My mother’s words echoed in my thoughts. It is a grave gift and one never to be used lightly. Only to sustain life. Do you ever use it for sport or any idle cause, it will be stripped from you.

Snow Tiger’s, too, her voice gentle and firm as she refused my offer. What you suggest is dishonorable.

But when I glanced at Amrita’s beautiful, worried face and her son’s thin, clever one, I knew I was willing to take the risk. “I could. I cannot speak for Bao.”

Bao frowned, fidgeting with the bands of steel that reinforced his bamboo fighting-staff. “I would have no trouble killing those men who serve them willingly,” he said. “They are assassins who kill by stealth, and it is fitting that they should die thus. But I would not like to kill those who were trapped as I was.”

In the end, it remained a moot point, for we could devise no plan for dealing with Kamadeva’s diamond.

“I could accompany you,” Amrita said quietly. “I am not affected by it, at least not with Jagrati wielding it.”

“No!” Four voices spoke in emphatic unison.

Bao reckoned we had a few more days’ grace before the Falconer and the Spider Queen decided that Divyesh Patel had failed and sent a new assassin in his place. After our initial attempts at group strategy failed, Bao suggested in private that he and I go alone. Since my diadh-anam had been twinned, I could hold him in the twilight as easily as myself.
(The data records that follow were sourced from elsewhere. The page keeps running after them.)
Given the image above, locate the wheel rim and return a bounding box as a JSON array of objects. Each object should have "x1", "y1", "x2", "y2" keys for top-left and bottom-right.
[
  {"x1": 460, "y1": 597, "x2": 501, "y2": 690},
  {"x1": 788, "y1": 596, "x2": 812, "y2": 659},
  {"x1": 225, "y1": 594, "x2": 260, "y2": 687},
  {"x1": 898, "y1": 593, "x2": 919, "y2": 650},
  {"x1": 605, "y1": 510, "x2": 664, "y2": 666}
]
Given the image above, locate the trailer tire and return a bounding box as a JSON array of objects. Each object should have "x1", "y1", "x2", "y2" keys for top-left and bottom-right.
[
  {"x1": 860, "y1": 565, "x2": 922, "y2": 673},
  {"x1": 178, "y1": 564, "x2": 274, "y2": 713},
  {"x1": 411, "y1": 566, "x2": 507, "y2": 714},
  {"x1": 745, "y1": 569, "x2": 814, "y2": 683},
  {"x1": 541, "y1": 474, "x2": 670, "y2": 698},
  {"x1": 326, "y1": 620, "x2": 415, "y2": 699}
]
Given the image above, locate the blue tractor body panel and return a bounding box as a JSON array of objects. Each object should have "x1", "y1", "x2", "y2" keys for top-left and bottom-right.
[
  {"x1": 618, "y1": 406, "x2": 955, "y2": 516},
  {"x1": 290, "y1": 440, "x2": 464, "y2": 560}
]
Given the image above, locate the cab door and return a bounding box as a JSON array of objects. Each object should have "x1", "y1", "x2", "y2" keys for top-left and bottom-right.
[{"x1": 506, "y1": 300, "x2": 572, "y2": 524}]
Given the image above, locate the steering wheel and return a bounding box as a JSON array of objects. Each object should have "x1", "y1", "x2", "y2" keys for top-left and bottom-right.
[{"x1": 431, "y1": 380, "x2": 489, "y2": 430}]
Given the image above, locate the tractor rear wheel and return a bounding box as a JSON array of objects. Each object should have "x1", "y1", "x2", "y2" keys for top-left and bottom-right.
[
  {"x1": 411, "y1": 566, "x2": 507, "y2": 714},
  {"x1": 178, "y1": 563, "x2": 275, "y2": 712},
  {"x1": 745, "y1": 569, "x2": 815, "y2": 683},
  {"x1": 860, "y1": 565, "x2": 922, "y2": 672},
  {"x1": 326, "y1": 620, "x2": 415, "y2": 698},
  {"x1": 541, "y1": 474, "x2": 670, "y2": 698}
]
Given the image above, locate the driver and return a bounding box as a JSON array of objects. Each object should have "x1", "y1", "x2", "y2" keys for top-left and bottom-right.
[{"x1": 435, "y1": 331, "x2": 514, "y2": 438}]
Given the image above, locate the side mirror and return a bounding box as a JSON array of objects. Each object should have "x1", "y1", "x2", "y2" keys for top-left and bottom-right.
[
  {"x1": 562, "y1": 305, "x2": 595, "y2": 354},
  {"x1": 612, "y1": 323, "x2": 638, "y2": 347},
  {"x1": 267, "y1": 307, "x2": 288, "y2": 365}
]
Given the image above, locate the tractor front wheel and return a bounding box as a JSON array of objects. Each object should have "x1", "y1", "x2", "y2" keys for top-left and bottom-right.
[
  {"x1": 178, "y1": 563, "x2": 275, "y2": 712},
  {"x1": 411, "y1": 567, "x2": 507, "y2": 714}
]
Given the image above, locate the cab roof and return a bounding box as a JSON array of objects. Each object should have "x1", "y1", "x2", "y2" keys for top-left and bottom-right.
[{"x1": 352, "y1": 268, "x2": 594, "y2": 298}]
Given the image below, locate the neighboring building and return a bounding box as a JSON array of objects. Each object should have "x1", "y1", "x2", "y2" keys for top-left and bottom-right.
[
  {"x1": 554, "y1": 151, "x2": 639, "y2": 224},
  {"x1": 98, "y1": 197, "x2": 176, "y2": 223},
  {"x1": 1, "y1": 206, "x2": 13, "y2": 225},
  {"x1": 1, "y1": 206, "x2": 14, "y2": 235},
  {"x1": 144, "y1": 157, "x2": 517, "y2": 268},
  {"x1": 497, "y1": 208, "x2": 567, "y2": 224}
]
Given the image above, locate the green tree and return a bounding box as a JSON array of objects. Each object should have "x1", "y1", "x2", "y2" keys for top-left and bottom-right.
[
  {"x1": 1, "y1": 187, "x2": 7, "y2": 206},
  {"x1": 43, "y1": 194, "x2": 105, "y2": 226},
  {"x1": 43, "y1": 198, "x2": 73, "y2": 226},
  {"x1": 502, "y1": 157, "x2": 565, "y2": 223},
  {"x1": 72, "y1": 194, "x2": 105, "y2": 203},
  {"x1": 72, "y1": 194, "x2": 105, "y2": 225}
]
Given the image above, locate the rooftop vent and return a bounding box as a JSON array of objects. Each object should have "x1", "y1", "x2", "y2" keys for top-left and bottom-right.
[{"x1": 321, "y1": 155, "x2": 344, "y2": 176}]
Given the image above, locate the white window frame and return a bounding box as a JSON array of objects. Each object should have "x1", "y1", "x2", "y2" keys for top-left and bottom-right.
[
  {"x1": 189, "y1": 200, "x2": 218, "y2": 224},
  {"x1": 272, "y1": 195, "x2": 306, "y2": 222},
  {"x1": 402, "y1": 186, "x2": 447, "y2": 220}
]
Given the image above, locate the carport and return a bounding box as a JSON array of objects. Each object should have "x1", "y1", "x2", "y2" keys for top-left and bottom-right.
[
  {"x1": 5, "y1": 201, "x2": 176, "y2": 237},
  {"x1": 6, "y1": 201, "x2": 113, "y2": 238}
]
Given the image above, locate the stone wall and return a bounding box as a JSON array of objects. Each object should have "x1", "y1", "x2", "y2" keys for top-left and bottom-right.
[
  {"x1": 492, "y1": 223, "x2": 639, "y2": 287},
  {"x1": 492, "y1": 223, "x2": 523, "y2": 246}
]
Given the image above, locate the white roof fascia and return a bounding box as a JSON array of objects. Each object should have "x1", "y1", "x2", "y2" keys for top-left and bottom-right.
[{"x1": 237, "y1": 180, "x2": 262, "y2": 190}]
If I could hold it long enough, the two of us alone could approach Kurugiri without ever being seen, without alerting the Falconer’s assassins.
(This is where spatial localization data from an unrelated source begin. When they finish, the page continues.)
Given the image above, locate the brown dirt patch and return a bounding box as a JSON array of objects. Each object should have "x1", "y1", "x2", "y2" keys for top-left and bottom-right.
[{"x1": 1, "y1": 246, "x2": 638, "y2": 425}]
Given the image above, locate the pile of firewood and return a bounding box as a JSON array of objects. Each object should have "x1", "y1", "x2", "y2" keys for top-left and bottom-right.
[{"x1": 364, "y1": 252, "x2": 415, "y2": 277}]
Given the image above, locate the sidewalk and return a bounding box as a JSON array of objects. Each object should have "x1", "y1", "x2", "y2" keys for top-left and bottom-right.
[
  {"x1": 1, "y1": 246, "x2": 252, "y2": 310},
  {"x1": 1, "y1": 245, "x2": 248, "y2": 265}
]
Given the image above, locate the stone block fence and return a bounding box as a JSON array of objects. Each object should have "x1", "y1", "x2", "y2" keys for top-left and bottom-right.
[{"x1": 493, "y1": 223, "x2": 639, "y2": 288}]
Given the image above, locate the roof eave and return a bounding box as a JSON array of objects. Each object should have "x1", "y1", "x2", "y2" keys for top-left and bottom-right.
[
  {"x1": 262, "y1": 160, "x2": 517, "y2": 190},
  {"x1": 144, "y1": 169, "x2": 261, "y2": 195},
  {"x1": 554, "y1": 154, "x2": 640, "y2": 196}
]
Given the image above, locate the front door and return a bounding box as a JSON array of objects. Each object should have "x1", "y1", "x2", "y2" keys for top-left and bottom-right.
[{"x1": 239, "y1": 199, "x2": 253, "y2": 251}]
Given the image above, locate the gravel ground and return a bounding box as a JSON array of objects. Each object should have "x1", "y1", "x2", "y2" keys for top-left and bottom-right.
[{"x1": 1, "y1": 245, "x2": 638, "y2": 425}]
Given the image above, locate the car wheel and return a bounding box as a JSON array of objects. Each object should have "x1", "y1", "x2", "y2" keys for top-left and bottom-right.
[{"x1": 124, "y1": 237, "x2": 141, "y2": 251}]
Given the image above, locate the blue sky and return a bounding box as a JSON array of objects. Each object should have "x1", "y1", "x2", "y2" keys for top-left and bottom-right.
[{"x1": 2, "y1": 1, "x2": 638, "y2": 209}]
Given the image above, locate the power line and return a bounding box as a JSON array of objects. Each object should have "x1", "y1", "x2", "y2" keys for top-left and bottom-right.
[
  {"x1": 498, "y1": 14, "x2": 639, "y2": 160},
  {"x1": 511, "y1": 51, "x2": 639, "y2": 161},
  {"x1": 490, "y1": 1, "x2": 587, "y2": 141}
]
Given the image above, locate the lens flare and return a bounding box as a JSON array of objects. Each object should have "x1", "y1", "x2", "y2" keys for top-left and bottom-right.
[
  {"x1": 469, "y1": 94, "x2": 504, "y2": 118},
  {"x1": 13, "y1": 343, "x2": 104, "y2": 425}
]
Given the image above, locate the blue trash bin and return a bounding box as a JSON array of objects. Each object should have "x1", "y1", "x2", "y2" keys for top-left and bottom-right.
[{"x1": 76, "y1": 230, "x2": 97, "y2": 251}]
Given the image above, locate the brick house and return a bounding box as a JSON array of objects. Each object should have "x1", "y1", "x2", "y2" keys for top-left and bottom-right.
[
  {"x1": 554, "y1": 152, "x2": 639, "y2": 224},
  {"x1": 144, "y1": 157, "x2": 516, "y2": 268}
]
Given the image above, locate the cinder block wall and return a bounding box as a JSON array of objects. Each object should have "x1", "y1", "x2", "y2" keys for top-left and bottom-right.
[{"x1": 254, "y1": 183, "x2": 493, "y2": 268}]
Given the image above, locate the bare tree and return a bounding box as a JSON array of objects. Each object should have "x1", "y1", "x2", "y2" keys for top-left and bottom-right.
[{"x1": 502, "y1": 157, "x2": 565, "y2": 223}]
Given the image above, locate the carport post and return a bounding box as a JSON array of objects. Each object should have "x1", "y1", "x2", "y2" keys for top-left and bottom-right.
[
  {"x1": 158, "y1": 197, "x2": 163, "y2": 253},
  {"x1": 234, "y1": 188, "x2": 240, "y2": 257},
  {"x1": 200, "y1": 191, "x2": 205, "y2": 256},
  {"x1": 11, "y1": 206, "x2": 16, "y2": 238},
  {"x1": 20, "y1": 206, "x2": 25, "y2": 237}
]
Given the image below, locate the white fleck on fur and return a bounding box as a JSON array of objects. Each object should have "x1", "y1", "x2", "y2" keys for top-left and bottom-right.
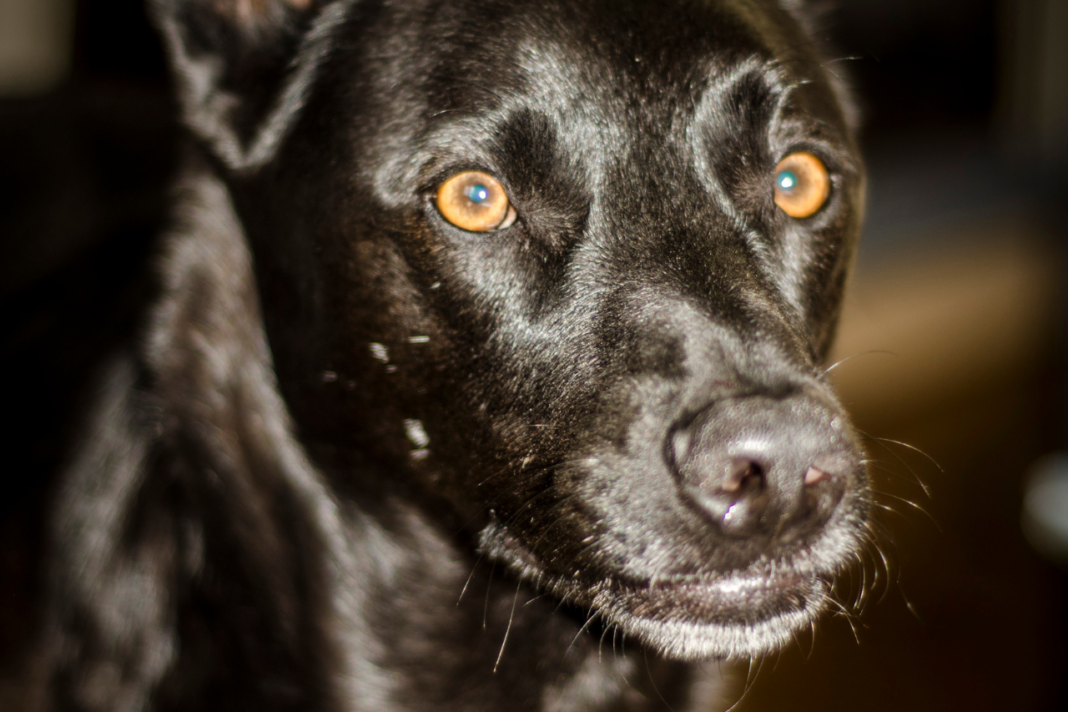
[
  {"x1": 369, "y1": 342, "x2": 390, "y2": 363},
  {"x1": 403, "y1": 419, "x2": 430, "y2": 449}
]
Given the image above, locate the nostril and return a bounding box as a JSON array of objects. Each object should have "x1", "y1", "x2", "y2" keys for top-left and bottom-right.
[
  {"x1": 671, "y1": 427, "x2": 693, "y2": 465},
  {"x1": 803, "y1": 466, "x2": 826, "y2": 486},
  {"x1": 723, "y1": 457, "x2": 764, "y2": 493}
]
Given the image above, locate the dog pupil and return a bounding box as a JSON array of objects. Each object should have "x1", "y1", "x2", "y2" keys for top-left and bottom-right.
[
  {"x1": 467, "y1": 184, "x2": 490, "y2": 203},
  {"x1": 776, "y1": 171, "x2": 797, "y2": 191}
]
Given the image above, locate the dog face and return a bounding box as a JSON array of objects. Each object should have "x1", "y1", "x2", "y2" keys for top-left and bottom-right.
[{"x1": 157, "y1": 0, "x2": 867, "y2": 661}]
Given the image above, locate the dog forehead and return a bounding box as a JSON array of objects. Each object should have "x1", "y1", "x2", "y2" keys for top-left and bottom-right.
[
  {"x1": 421, "y1": 0, "x2": 799, "y2": 104},
  {"x1": 359, "y1": 0, "x2": 821, "y2": 200}
]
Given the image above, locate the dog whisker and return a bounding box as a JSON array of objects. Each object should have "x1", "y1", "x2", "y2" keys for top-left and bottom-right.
[
  {"x1": 822, "y1": 55, "x2": 865, "y2": 66},
  {"x1": 898, "y1": 581, "x2": 924, "y2": 624},
  {"x1": 457, "y1": 552, "x2": 486, "y2": 606},
  {"x1": 643, "y1": 649, "x2": 679, "y2": 712},
  {"x1": 871, "y1": 488, "x2": 941, "y2": 530},
  {"x1": 871, "y1": 539, "x2": 896, "y2": 606},
  {"x1": 826, "y1": 595, "x2": 861, "y2": 645},
  {"x1": 492, "y1": 579, "x2": 525, "y2": 673},
  {"x1": 860, "y1": 430, "x2": 942, "y2": 495},
  {"x1": 724, "y1": 654, "x2": 767, "y2": 712},
  {"x1": 565, "y1": 607, "x2": 601, "y2": 658},
  {"x1": 483, "y1": 560, "x2": 497, "y2": 631},
  {"x1": 822, "y1": 349, "x2": 899, "y2": 375},
  {"x1": 864, "y1": 458, "x2": 935, "y2": 508}
]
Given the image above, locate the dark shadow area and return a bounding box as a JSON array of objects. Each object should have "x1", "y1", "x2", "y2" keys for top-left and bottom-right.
[{"x1": 0, "y1": 0, "x2": 175, "y2": 696}]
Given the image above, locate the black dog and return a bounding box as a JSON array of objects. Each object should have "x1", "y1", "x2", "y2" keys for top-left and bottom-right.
[{"x1": 30, "y1": 0, "x2": 868, "y2": 709}]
“We could steal Kamadeva’s diamond rather than take it by force,” he mused, stroking my hair.

Lying in his arms, I shook my head. “I don’t trust myself around it. Do you?”
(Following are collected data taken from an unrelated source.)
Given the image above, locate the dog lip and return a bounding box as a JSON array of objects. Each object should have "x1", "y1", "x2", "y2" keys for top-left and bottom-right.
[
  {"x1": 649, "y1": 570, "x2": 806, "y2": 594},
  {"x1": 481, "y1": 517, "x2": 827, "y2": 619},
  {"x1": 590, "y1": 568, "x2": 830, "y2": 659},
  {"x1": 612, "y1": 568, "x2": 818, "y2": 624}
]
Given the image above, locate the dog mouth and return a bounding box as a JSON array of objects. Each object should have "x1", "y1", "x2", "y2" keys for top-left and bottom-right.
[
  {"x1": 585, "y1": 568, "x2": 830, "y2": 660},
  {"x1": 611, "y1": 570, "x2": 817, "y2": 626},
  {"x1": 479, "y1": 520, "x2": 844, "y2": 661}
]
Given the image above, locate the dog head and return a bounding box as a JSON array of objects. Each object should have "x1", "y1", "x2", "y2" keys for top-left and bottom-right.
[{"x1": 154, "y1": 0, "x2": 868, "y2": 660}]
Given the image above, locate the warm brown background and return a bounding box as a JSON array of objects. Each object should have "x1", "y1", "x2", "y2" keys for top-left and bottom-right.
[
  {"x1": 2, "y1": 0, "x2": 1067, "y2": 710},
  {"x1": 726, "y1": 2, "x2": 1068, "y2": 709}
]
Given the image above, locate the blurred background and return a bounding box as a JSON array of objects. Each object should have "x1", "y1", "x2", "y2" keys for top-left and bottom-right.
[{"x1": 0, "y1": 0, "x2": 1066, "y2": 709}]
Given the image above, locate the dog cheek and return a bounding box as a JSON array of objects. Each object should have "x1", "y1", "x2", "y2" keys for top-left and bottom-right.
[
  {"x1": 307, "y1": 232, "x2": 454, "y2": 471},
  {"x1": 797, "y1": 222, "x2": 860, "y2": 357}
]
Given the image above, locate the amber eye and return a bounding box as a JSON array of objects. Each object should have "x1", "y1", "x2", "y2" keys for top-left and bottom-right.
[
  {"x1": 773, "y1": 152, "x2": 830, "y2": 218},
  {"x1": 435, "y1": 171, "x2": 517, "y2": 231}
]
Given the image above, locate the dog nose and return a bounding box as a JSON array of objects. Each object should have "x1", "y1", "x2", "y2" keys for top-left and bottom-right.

“I don’t know,” Bao admitted. “Here, with you….. yes. I walked away from it once. But…..”

“What if Jagrati got me to betray myself utterly, Bao?” I shuddered. “What if she sent me against my lady Amrita and her son? I can summon the twilight. I know where the hidden room is located.”

“And you are rather deadly with a bow,” he added. “No, you’re right. It’s too dangerous.” He toyed with my hair, which had grown out well below my shoulders, but was still much shorter than it had been. “Why did you cut it, Moirin?”

“It wasn’t my idea.”

His brows furrowed. “Whose was it?”

For the first time, I told Bao the whole of what had befallen me after the Great Khan’s betrayal—the journey and the whole long, awful ordeal in Vralia, the chafing chains that bound my spirit as surely as my flesh, the Patriarch and his incessant demands that I confess the litany of my sins, Luba and her shears, cold water, and lye, the endless scrubbing of the temple floor, my knees aching, the ever-present threat of being stoned to death.

I wept.

Bao held me. “I could kill them ten times over for that!” he said fiercely, his breath warm against my temple. “Do you want me to?”

“No.” I sniffled and laughed. “No, I don’t ever want to go back there.”

“How did you escape?”

I told him about Valentina and Aleksei, although not the part about Aleksei and Naamah’s blessing.

Bao suspected it anyway, regarding me with a wry look. “I swear, Moirin, you fall in love as easily as other people fall out of a boat.”

“I don’t!” I protested.

“You do.”

None too gently, I tugged on a hank of his longish hair. “Why did you let it grow? I thought it gave enemies a handhold in combat.”

He didn’t answer right away. I withdrew a little, propping myself on one elbow and watching his face, watching Bao decide whether or not he was ready to talk about his time in Kurugiri.